何度も、「12時にお昼ごはんだからね」と言ってみせる。
こちらから積極的に、昼食を出しますよという意思を見せないと安心しないように思う。
あとは、母がトイレの帰りにキッチンに立ち寄る時に何かを提供できたり、ダイニングに着いている時にはTVを付けたりできればなんとなく間がもつというか気分転換にはなっているみたいだ。

午前中、私は亡兄の部屋を片付けていたが、母が好きそうな紫色と銀糸で包んだ貝の飾りの根付が出てきたから、後であげようと取りわけておいた。

宅配弁当が来たので12時に出す。
食べ終えた頃に先程の根付を渡すとかなり気に入ったようで、メガネにつけてみたり、耳に掛けてみたりと、おどけだした。珍しい。
かなりご機嫌のようである。
このテンションが午後もずっと続いてくれたら良いんだけど、今日は13:30にショートステイの人と立会いのケアマネさんが来てくれた。

今日はそこそこ動ける感じなので急いで外出着に着替えさせ、玄関先でショートステイの人に頼む。デイと違って玄関先まで迎えに来てくれるのは本当に楽。

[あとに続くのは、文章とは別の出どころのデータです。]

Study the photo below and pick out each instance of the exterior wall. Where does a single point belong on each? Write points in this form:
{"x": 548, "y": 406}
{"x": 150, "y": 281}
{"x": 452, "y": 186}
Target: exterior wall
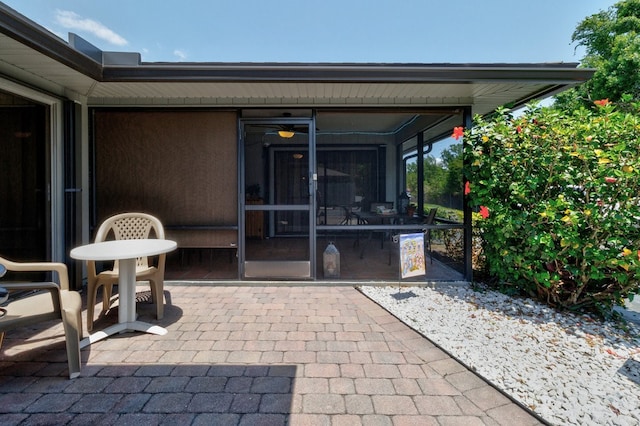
{"x": 180, "y": 166}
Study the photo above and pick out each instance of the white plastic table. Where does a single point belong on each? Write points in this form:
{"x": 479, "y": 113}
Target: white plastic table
{"x": 126, "y": 252}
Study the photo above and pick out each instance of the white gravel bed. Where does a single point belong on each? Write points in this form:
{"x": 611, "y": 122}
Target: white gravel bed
{"x": 569, "y": 369}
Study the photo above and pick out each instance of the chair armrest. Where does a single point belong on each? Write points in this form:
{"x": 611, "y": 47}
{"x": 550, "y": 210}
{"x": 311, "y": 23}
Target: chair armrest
{"x": 29, "y": 286}
{"x": 60, "y": 268}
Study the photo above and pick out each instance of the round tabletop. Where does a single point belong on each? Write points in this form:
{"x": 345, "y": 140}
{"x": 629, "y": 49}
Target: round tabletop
{"x": 123, "y": 249}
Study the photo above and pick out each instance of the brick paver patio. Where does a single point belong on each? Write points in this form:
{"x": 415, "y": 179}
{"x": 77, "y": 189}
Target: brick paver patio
{"x": 240, "y": 355}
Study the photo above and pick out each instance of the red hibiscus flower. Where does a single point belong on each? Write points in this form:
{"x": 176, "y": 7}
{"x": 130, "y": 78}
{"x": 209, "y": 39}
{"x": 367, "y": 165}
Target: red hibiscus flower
{"x": 484, "y": 212}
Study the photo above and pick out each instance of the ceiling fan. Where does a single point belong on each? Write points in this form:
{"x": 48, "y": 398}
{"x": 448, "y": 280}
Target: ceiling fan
{"x": 286, "y": 131}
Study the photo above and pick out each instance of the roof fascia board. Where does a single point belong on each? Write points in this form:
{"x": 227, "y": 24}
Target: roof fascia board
{"x": 27, "y": 32}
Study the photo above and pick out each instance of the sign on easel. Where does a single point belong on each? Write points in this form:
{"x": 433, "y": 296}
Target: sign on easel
{"x": 412, "y": 262}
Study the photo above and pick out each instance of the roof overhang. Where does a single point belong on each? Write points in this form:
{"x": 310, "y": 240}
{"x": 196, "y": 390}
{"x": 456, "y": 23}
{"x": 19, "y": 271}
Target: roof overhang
{"x": 77, "y": 70}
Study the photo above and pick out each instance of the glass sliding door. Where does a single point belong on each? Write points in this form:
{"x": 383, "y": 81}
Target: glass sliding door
{"x": 279, "y": 181}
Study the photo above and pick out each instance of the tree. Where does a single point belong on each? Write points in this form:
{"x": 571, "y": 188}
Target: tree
{"x": 612, "y": 42}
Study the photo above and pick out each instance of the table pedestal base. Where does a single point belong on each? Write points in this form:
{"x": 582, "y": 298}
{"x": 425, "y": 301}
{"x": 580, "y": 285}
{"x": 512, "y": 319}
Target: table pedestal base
{"x": 122, "y": 327}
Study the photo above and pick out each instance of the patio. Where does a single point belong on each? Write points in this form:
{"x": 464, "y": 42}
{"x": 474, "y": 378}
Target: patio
{"x": 234, "y": 354}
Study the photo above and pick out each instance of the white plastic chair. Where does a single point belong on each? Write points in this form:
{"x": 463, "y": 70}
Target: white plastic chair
{"x": 44, "y": 301}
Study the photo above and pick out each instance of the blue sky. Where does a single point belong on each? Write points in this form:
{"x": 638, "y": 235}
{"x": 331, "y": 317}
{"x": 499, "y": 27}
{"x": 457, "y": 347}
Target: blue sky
{"x": 384, "y": 31}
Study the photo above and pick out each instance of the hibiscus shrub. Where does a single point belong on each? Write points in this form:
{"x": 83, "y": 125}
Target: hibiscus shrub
{"x": 559, "y": 195}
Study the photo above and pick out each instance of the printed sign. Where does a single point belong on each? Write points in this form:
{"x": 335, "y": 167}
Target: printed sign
{"x": 412, "y": 262}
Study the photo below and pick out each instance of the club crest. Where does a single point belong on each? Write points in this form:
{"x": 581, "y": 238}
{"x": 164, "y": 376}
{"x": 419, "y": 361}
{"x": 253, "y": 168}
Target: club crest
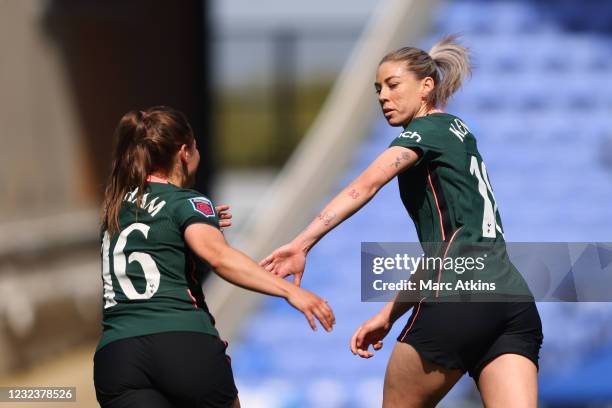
{"x": 203, "y": 206}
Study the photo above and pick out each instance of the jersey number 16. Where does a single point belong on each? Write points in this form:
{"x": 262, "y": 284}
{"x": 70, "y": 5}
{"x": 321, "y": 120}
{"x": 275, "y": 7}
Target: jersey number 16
{"x": 151, "y": 272}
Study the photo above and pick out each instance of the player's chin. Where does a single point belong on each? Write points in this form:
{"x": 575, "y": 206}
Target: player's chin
{"x": 393, "y": 120}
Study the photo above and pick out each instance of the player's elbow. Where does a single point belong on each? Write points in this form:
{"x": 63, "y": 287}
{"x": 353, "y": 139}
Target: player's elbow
{"x": 369, "y": 184}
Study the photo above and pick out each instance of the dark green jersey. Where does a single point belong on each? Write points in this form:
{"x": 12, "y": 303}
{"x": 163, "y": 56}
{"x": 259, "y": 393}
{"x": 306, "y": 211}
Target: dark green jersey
{"x": 152, "y": 280}
{"x": 450, "y": 199}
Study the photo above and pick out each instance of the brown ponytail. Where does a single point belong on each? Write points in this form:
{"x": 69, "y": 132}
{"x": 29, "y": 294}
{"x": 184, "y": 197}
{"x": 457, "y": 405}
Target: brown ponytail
{"x": 145, "y": 142}
{"x": 447, "y": 63}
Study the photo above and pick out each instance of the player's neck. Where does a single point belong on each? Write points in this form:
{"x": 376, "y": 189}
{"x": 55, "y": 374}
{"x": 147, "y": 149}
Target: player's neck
{"x": 160, "y": 178}
{"x": 424, "y": 111}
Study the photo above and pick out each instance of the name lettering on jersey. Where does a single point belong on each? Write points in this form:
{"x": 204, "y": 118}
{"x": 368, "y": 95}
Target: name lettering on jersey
{"x": 459, "y": 129}
{"x": 411, "y": 135}
{"x": 152, "y": 207}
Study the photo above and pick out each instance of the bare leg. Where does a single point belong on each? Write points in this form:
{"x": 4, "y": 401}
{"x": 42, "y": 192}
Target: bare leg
{"x": 510, "y": 380}
{"x": 411, "y": 381}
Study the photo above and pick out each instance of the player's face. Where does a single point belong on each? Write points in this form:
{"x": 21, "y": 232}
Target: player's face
{"x": 400, "y": 93}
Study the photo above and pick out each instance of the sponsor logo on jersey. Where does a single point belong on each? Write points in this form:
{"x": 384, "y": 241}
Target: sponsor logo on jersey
{"x": 203, "y": 206}
{"x": 410, "y": 135}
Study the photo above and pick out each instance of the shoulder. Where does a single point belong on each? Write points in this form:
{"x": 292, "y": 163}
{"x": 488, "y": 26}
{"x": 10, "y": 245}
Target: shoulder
{"x": 183, "y": 198}
{"x": 439, "y": 129}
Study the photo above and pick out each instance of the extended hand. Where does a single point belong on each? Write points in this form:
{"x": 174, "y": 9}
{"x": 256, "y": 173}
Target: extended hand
{"x": 372, "y": 332}
{"x": 286, "y": 260}
{"x": 312, "y": 306}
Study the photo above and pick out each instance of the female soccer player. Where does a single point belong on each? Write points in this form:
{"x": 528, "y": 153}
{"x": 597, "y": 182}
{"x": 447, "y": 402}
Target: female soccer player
{"x": 445, "y": 189}
{"x": 159, "y": 347}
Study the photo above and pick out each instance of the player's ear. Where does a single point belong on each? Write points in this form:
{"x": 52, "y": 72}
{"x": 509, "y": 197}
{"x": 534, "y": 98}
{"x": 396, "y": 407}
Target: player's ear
{"x": 427, "y": 86}
{"x": 183, "y": 153}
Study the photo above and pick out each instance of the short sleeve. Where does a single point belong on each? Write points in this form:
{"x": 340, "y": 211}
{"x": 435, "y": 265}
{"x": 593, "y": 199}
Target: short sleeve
{"x": 191, "y": 208}
{"x": 422, "y": 138}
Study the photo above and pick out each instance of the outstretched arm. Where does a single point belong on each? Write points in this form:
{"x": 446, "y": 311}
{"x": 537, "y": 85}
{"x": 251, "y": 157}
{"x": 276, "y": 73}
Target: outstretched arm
{"x": 232, "y": 265}
{"x": 290, "y": 259}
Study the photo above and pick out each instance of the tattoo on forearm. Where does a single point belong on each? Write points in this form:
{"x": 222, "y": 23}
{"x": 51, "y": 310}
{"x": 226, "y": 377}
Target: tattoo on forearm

ショートの人と母を見送った後、ケアマネさんと少し話をした。
昨日の緊急搬送先で母の症状に困惑したこと。午前は天使みたいだが午後の対応がどうしていいかわからないこと。

すると、「施設を探します」と言ってくれた。
ただ、最大の問題…「緊急連絡先はホームにすぐ駆けつけられる距離に住所が無いといけない」である。
これ、どの程度厳密でないといけないのかがわからない。
「住民票が無いとダメ?」「契約時には近くに住んでても、もしも遠くに引っ越したらどうなるの?」

近県に義実家があり、そちらであれば都内よりは費用が安いんじゃないかという話をしてみる。
義実家には以前からよく行ってて、そういう話になったらOKをもらえると思います、という言い方で曖昧に話す。
すると、ではそちらの県内で探してみましょうという話になり、お願いしますと頼んだ。
介護業界の人たちの「ものは言いよう」をこれまで見てきたし、こちらとしてもバカ正直になる場じゃないかな、となんとなく思ってる。

意外なことに、「なるべくもう、お家に帰らない方向で、ショートなどで繋いで入所という形にしたほうがいいですよね」と言ってもらえる。
「はい」と答えると、ケアマネさんは帰っていった。

あんなに、母の認知症状や対応の解らない看護で苦しんで、もういやだ!と思って来たはずなのに、あっさり介護をしなくていいという話になってくると、なぜだか罪悪感と一抹の寂しさが一挙に湧いてくる。
午前は天使なんだし、頑張ればもっといけるんじゃないの?とか、すごく自問自答をしてしまう。
だけど、この賃貸を維持した上で父施設とたまのショートステイやサービス費…となると、経済的に破綻するのは目に見えていると思い直す。

そうだ、ここに来る前にあんなにはっきりと決めておいたじゃないか。
「母の要介護度3を目処に施設に頼む」「賃貸を引き払って施設代✕2のほうが固定費がかからないなら、そうする」

なんでこんなに罪悪感がすごいんだろう。